At 19 de agosto de 2011 às 20:53, Anonymous Anónimo said...

...
A brincar, falando sério, citava a propósito aquele que fora seu professor no Liceu de Portalegre, José Régio, a quem dedicara o primeiro livro, "Vila Branca": "Se vim ao mundo, foi/Só para desflorar florestas virgens/E desenhar meus próprios pés na areia inexplorada"...
Diga-se que Garibaldino de Andrade, além de escritor notabilizado por uma escrita perfeccionista, editor e livreiro com um sentido de "missão" numa Angola ainda não desperta do sono colonial, foi um dos professores primários que, no Ultramar, aderiu à ideia da "escola nova", aplicando o "método global" (só entronizado na Metrópole após o 25 de Abril), mas já com uma abrangência que alguns colegas e encarregados de educação "tradicionalistas" consideravam "bizarra". Contudo, outros colegas havia: aqueles que, com ele, lançaram uma colecção de textos didácticos inovadores, intitulada, emblematicamente, "Colecção Primavera", editada pela "Imbondeiro", que chegou a ser distribuída com sucesso em Portugal. Foram seus autores, além de Garibaldino, Almeida Abrantes, Brito de Figueiredo e António Henriques Carneiro.
"Bizarramente", o ecologista Garibaldino levava os seus alunos, nas manhãs de sábado, a cuidar da horta e dos animais que alimentavam a cantina escolar, acompanhando o desenvolvimento das plantas, o nascimento dos pintos e dos coelhos e, na matança festiva do porco, comparando as suas vísceras com as do homem... Quando dessa prática chegou uma queixa à Direcção Escolar Distrital, formulada pelos paizinhos que, sendo agricultores, educavam os filhos para funcionários públicos, com direito a gravata e mãos de veludo, respondeu aristotelicamente que semeando hortícolas, plantando fruteiras e observando os bichos domésticos os alunos faziam trabalhos manuais e aprendiam, ao vivo, ciências da natureza.
Para Garibaldino a "escola nova" já era "pós-moderna"... Assim a classificaria certamente o professor holandês da Universidade de Han, Jacques Overhoff, que a "PÁGINA" entrevistou há tempos, na qual defendia a necessidade urgente de uma educação ambiental, antes que acontecesse o "desastre" ecológico previsível para quando se esgotasse o tempo do "relógio biológico acelerado" regulador duma sociedade que não se dava conta de que quanto mais se afastava da natureza mais dependente se tornava da farmácia, onde, em último recurso, ia buscar os produtos compensatórios criados pela indústria para colmatar a perda ou desactivação das energias naturais.
Hoje, e certamente não esquecido das proposições de Hubert, Claparède, Ferrière ou Freinet e outras que terá seguido após a sua formação na Escola do Magistério de Coimbra, Garibaldino diria certamente que delas fizera a síntese da "escola necessária" para transmitir o admirável sentido da "placenta" terreal em que se formara o ser humano, pensando que um "professor de meninos" deveria ensinar sempre aos seus educandos, não com a visão baconiana catastrofista de que "coisa alguma perdura, tudo passa", mas, como "corrigia" o Eclesiastes: "tudo passa, só a terra fica." E como advertência de que o futuro estava na mão do homem, evocaria uma reflexão de Enstein, salvo erro, segundo a qual quando as abelhas desaparecessem da face da Terra (pelas suas conexões com os organismos vivos) o homem desapareceria a seguir.

Leonel Cosme
In:Página de Educação
N.º 168, Ano 16, Junho 2007

 
At 23 de agosto de 2011 às 17:31, Anonymous Anónimo said...
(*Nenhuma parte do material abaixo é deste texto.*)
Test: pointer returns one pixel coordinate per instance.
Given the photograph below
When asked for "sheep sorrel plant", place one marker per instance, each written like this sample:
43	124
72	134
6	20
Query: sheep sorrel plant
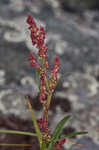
47	85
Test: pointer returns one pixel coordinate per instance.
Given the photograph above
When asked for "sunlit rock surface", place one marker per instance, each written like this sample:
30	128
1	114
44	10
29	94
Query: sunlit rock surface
75	40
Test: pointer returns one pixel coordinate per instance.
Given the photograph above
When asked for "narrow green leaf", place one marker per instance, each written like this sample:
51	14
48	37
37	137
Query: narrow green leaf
37	79
15	145
17	132
57	131
35	123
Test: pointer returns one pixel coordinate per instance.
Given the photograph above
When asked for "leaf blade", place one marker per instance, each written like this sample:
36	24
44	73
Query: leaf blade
58	130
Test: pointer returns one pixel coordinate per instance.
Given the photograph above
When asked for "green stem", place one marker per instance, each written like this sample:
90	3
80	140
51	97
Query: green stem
35	123
43	147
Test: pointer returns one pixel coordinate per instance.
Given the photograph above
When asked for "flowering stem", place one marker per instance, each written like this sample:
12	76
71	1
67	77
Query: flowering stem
35	123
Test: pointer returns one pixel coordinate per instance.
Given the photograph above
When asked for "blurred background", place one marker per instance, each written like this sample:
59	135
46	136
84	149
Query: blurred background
72	28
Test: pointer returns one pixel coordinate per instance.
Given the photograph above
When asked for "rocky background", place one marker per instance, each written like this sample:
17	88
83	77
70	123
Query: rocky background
72	28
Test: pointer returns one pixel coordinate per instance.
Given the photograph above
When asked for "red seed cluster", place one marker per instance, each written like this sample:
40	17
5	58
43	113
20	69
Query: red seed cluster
33	61
43	125
59	144
54	73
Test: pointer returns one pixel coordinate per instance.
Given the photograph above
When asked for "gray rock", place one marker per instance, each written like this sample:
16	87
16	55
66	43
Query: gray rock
79	4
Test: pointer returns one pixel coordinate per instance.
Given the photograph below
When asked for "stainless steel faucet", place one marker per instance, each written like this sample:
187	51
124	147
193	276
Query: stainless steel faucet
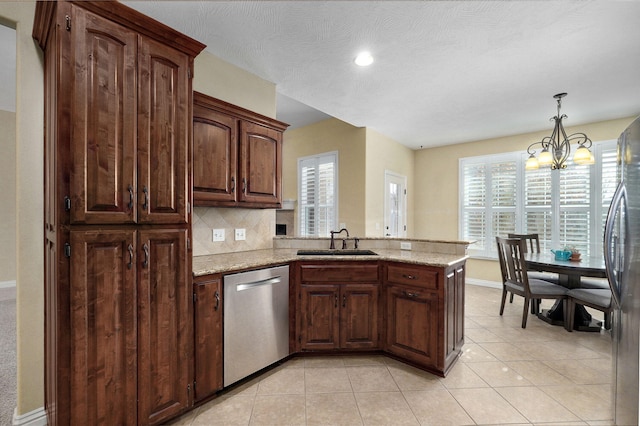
333	243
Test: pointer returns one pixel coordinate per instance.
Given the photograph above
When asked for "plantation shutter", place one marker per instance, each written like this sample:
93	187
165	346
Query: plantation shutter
317	201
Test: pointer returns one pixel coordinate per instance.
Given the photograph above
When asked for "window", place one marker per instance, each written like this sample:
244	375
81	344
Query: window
565	208
318	194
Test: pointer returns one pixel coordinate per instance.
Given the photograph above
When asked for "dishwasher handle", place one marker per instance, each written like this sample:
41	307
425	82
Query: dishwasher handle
254	284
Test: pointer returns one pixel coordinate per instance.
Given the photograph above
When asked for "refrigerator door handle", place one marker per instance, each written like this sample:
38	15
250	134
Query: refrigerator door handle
618	197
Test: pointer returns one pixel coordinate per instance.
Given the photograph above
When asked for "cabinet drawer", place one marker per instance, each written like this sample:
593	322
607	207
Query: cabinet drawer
412	275
339	272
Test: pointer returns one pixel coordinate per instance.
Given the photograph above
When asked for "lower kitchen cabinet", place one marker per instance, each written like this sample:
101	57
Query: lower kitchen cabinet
340	316
412	323
103	309
164	325
339	306
130	333
207	297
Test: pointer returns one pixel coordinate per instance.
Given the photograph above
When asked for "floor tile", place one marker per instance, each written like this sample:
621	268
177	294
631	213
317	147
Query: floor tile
486	406
323	380
371	379
233	410
285	381
437	407
498	374
536	406
339	409
270	410
385	408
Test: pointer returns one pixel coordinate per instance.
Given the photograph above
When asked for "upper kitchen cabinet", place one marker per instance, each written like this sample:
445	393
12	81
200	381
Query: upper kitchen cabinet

É pá! Já cinco comentários e ainda nenhum a dizer mal do Pinto! Já se cansaram ou quê?

 
At 24 de agosto de 2011 às 16:18, Anonymous Anónimo said...

Para assuntos de cultura como estes o Pinto não tem categoria...Talvez alguns recordem o resultado do exame de história que fez em Portalegre...

 
At 25 de agosto de 2011 às 01:55, Anonymous Anónimo said...

Então o homem era assim tão burreco eu vi logo que ele tinha um atraso .

 
At 25 de agosto de 2011 às 12:21, Anonymous Anónimo said...

ele (pinto) é Burro ,tonto ,espalhafatozo,ordinário,estupido etc....
É tão soberbo que é: quero posso e mando,qualquer dia aparece com a tromba toda partida...-
PALHAÇO ÉS O BOBO DA FESTA.
OS pontesserenses ainda se vão rindo com a tua figura boneco da MERDA.